An episiotomy is a surgical incision made at the time of child birth in the muscle between the woman’s vagina and rectum to increase the size of the opening through which a baby emerges. This is to assist in the delivery of the baby and to ease its passage.
Women who have not received an epidural are typically given a local anesthetic prior to performing an episiotomy. An episiotomy usually takes between 4 and 6 weeks to heal, depending upon the size of the incision and the kind of suturing done.
An episiotomy has been a controversial subject and in recent times, the incidences of this surgical procedure have gone down since earlier times when episiotomies were often performed without any real requirement.
There are several benefits to having an episiotomy in that it makes it easier for the mother to deliver her baby since there is less pushing for her to do.
The often made argument in favor of episiotomies is that it can trauma to the vaginal tissue and is easier to recover from that spontaneous or accidental tearing of the tissue there, with fewer chances of complications.
If there is any kind of fetal distress or if the baby is in an awkward position, an episiotomy is indicated for a speedier delivery. Also if there is danger of extensive tearing or laceration an episiotomy is recommended.
Earlier it was also believed that episiotomies could prevent incontinence and prevent displacement of the bladder and rectum however it has later been found that routine episiotomies do not prevent this. The argument against routine episiotomies is strong – firstly there is the fact that recovery can be long and uncomfortable; and could mean painful sex for a long time.
There are also several complications that can occur as a result of an episiotomy – there is the danger of infection and delayed or improper healing, since there are chances of improper closure of the wound given the location of the incision.

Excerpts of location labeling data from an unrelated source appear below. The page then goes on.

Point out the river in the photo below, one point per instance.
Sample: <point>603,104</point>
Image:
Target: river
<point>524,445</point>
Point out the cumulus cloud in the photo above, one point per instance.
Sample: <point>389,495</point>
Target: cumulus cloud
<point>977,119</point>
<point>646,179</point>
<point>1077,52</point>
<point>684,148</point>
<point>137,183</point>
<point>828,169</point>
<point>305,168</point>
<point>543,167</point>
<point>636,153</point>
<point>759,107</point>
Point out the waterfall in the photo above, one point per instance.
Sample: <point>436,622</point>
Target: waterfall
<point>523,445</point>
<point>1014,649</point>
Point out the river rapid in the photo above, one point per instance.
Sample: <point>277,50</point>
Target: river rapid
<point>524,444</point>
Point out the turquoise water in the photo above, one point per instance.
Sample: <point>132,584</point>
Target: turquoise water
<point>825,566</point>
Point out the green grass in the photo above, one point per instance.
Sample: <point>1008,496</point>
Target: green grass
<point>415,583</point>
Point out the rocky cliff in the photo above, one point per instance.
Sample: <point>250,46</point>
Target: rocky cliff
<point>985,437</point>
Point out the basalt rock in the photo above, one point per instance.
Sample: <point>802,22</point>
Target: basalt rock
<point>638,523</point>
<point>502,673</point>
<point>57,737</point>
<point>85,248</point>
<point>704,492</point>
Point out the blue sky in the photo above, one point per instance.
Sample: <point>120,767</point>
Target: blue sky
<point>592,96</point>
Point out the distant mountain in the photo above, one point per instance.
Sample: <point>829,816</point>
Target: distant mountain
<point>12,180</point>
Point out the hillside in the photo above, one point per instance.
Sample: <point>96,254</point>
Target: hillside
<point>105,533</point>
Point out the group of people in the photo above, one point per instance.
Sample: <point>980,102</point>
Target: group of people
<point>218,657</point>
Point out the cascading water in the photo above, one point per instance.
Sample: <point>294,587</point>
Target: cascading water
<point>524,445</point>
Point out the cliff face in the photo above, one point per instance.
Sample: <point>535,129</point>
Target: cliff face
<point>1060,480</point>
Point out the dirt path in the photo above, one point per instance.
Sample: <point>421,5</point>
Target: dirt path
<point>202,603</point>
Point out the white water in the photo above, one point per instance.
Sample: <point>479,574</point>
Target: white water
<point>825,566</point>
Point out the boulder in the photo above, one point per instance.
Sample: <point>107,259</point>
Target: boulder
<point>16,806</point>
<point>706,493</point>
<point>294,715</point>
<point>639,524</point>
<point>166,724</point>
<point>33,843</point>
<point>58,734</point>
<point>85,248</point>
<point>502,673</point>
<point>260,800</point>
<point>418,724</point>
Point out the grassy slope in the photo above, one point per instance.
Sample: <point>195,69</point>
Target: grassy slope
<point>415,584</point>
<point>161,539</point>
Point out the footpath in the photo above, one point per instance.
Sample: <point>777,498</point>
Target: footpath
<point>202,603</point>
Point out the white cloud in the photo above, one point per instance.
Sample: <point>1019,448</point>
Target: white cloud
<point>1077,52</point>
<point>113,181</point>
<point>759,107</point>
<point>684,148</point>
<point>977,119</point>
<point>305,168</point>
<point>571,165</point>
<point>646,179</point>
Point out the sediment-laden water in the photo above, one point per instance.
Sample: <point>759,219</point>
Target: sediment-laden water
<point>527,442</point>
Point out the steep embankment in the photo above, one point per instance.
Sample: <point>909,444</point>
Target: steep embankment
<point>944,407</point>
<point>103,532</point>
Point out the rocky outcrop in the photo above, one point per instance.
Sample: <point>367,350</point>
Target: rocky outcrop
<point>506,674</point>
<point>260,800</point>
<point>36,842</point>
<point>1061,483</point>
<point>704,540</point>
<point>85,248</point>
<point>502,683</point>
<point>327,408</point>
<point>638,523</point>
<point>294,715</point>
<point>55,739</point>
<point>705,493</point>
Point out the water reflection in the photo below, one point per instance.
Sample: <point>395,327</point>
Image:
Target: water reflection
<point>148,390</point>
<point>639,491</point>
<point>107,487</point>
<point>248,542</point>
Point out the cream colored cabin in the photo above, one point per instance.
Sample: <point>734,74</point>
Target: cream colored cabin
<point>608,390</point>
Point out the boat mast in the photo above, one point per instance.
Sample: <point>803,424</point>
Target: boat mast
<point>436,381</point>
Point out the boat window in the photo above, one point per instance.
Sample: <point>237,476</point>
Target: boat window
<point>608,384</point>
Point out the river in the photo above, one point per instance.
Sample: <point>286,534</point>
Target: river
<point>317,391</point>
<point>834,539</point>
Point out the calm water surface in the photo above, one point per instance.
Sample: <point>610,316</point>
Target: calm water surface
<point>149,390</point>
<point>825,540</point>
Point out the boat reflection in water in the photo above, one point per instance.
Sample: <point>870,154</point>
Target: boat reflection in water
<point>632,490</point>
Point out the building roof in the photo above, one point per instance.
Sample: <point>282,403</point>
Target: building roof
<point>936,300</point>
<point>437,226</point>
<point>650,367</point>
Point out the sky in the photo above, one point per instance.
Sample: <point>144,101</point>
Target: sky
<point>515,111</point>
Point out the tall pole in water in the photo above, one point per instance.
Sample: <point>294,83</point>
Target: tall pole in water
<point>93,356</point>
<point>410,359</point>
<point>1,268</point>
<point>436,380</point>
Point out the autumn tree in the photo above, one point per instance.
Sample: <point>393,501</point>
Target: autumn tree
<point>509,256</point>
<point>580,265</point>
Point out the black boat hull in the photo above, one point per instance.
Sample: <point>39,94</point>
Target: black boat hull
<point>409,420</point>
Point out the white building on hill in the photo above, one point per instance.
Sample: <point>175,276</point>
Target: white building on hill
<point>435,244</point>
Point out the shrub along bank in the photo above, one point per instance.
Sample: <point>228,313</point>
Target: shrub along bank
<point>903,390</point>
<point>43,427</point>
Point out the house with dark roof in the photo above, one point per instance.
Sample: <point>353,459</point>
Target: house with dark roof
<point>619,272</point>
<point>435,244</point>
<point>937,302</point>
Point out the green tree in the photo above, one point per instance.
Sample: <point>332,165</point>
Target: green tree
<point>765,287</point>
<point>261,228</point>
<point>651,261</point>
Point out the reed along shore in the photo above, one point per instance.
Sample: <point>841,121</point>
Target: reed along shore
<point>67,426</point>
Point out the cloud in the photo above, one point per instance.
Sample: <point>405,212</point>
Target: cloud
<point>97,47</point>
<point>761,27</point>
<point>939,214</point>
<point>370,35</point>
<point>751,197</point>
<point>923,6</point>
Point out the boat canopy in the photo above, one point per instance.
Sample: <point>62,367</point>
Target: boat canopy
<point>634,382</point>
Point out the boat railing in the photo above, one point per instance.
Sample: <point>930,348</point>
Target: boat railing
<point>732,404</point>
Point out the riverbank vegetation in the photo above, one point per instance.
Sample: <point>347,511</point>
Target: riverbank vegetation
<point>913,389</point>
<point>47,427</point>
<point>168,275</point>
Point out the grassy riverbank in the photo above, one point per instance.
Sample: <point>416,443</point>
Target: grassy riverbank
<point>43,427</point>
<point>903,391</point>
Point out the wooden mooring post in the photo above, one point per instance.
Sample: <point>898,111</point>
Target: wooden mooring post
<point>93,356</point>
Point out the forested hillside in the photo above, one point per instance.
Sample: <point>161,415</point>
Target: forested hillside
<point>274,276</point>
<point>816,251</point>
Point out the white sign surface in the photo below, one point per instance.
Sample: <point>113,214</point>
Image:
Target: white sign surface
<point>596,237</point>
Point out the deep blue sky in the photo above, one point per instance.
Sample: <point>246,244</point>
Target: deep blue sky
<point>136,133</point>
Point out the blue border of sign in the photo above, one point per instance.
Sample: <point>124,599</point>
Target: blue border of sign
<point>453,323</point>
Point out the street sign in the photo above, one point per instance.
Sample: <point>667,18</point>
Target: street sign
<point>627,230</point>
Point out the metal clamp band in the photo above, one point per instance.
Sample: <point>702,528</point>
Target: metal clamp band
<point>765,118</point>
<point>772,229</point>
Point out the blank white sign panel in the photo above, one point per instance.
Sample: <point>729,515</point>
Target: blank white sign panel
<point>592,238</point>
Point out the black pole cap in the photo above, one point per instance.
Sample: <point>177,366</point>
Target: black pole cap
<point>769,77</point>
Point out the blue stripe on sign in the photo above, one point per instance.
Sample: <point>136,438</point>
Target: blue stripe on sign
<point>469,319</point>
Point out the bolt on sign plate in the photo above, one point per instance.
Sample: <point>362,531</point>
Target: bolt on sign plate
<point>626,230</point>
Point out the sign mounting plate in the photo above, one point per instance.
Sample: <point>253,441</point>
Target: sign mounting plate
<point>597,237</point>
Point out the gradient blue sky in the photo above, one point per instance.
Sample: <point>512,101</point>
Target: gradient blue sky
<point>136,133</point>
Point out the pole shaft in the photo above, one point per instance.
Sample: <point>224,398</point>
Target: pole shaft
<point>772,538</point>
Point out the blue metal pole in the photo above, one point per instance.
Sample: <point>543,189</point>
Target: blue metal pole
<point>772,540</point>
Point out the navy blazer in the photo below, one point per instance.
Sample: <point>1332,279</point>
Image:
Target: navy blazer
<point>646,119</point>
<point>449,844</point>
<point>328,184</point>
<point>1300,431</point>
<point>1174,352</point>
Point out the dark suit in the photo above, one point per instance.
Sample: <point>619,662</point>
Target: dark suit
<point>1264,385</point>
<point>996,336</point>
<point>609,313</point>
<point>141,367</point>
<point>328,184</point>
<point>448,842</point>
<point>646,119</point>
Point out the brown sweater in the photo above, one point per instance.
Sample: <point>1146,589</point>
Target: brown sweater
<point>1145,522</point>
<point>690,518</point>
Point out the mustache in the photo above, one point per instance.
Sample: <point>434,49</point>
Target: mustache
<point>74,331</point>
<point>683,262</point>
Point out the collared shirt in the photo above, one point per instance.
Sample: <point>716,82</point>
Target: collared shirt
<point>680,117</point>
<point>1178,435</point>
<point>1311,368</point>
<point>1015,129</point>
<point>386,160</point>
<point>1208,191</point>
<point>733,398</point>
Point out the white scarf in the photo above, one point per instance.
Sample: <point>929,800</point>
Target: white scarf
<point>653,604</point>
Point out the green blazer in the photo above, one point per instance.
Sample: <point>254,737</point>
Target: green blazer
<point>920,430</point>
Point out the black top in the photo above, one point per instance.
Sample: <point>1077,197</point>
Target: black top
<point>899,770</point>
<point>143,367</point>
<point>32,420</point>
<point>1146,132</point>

There also exist possibilities of swelling and bleeding from the area and which can create problems. Short term sexual dysfunction may be noted and many women report that they are unable to have pain free sex for many months after the delivery. According to many experts the risk of developing fecal incontinence is also said to rise with this surgical procedure.
So the bottom line is that episiotomies are not to be performed routinely, they should only be done when there exists an actual medical requirement.